March 17 2014 Latest news:
Joseph Watts, Political editor
Tuesday, December 11, 2012
Norfolk councils will receive £2.9m over the next financial year under a government scheme which aims to encourage the building of new homes.
The money is coming under the New Homes Bonus, which sees councils passed extra money if they give planning permission to new residential properties.
The money will be handed to the county’s seven district authorities after they approved 2,662 new homes last year; meaning the councils will have received £9.2m from the scheme in three years.

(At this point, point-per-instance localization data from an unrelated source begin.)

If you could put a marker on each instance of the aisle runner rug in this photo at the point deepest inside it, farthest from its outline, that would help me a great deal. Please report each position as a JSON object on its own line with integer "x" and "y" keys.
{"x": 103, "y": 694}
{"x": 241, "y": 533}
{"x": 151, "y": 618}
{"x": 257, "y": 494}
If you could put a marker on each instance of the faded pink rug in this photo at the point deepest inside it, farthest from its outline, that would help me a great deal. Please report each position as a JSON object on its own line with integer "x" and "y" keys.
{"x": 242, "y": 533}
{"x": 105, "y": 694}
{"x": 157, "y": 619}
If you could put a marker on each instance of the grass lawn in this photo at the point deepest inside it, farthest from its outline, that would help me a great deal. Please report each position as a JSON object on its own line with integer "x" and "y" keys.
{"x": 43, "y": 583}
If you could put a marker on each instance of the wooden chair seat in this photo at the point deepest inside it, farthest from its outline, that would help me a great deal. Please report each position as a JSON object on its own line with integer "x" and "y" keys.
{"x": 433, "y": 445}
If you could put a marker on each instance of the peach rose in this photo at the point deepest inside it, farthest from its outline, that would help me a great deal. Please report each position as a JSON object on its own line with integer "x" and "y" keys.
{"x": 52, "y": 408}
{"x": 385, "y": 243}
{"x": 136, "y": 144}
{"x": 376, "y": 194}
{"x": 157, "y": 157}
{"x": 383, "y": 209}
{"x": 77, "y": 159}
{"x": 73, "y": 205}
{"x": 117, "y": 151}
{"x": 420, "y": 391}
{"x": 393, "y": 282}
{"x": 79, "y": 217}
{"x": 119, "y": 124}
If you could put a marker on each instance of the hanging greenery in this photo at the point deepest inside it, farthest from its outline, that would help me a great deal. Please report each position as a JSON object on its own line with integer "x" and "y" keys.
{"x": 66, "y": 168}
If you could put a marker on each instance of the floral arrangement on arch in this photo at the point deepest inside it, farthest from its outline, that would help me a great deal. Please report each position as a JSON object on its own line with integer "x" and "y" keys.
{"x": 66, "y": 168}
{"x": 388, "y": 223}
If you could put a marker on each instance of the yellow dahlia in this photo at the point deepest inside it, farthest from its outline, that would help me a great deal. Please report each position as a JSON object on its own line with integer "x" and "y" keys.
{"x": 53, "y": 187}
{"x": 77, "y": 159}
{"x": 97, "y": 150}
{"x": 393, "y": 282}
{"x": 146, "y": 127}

Under the scheme, if an authority approves new housing it receives a sum from the government equivalent to the council tax chargeable on each of the extra properties every year for the next six years, plus a further £350 annually for each home deemed “affordable”.
The biggest winner was South Norfolk which approved 795 new homes and brought seven empty properties back into use. In total 218 of the homes were affordable, meaning the council netted an extra £923,154.
Kings Lynn and West Norfolk Council approved 555 homes, of which 177 were affordable. While the council ended last year with an extra 66 properties registered as empty, it still managed to gain an extra £543,132 under the New Homes Bonus.
Norwich approved 270 new homes, brought 135 back into use, with 192 of the total deemed as affordable. The authority gained £424,356. Great Yarmouth approved 283 homes and brought 44 homes back into use, of which 90 were affordable, netting the council £321,343.
Broadland approved 270 homes and brought 20 empty ones back into use, of which 52 were affordable, netting the council £313,655. Breckland approved 310 of which 73 were affordable, but ended up with 97 extra empty homes. It gained £235,455.
North Norfolk approved 179 homes of which 34 were affordable, but the council ended the year with an extra 100 properties registered as empty.
Meanwhile Waveney approved 142 new homes and brought 100 back into use, with 40 of the total being affordable. They got £238,410.